This K01 proposal entitled """"""""Moving Toward Independence: Exploring neurological and endocrine determinants of adolescent and young adult risky behavior decision-making"""""""" in response to the program announcement (PA-09-040) proposes a rigorous mixed methods approach to examine how adolescents and young adults (ages 18-24) make decisions about engaging in risky behaviors. This one-year longitudinal study, the first of its kind, incorporates fMRI, salivary samples, genital swabs, and ACASI (Audio Computer Assisted Self-Interview) and in-the-moment text messaging survey methods into one project to examine neurological, hormonal, psychological, and contextual determinants of sexual risk practices and substance use and their related outcomes (e.g., HIV, STIs, substance use disorders, drug dependency, depression).
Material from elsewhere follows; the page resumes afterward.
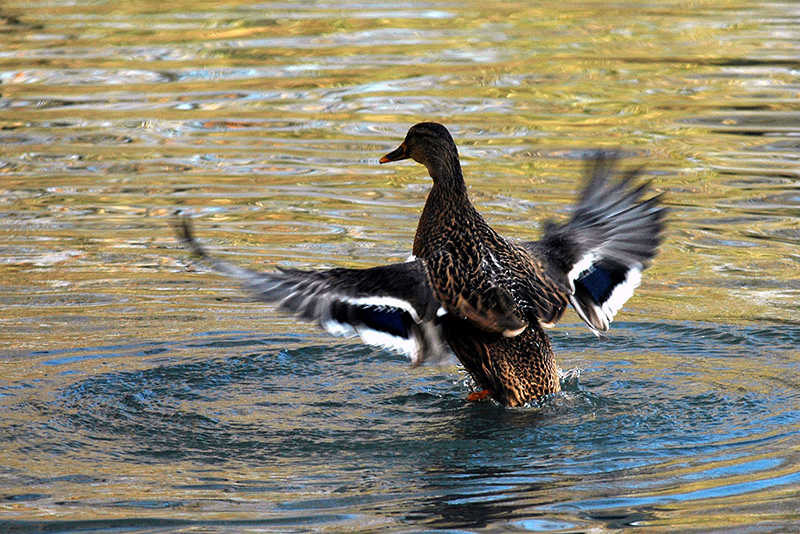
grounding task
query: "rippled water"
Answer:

The objective and specific aims of this study are listed below: Objective: The research questions motivating the proposed study are: Why do young adults engage in risky behaviors (sexual and substance use) when they are knowledgeable about consequences? To what extent do these youth experience feelings of depressive symptoms, heightened stress, and physical consequences (e.g., STIs, HIV, drug use disorders)? How do relationships between determinants of risk and outcomes change over time? Aim 1: Assess, using fMRI whether cognitive control brain regions of interest (CCROIs: prefrontal cortex pruning and parietal association cortex;dorsolateral prefrontal cortex;ventromedial prefrontal cortex;anterior and posterior cingulate, and temporo-parietal cortices) and socio-emotional brain regions of interest (SEROIs: medial frontal cortex, left ventral striatum - in the accumbens, left superior temporal sulcus, left medial tempor- al, amygdala) are differentially active in youths who take fewer sexual and substance use risks relative to youths taking greater risks.
Aim 2 : Assess, via four salivary measures per day, whether testosterone (T) and dehydroepiandrosterone (DHEA) levels and diurnal patterns vary as a function of the cognitive control and socio-emotional network brain region activity and development for young women and men.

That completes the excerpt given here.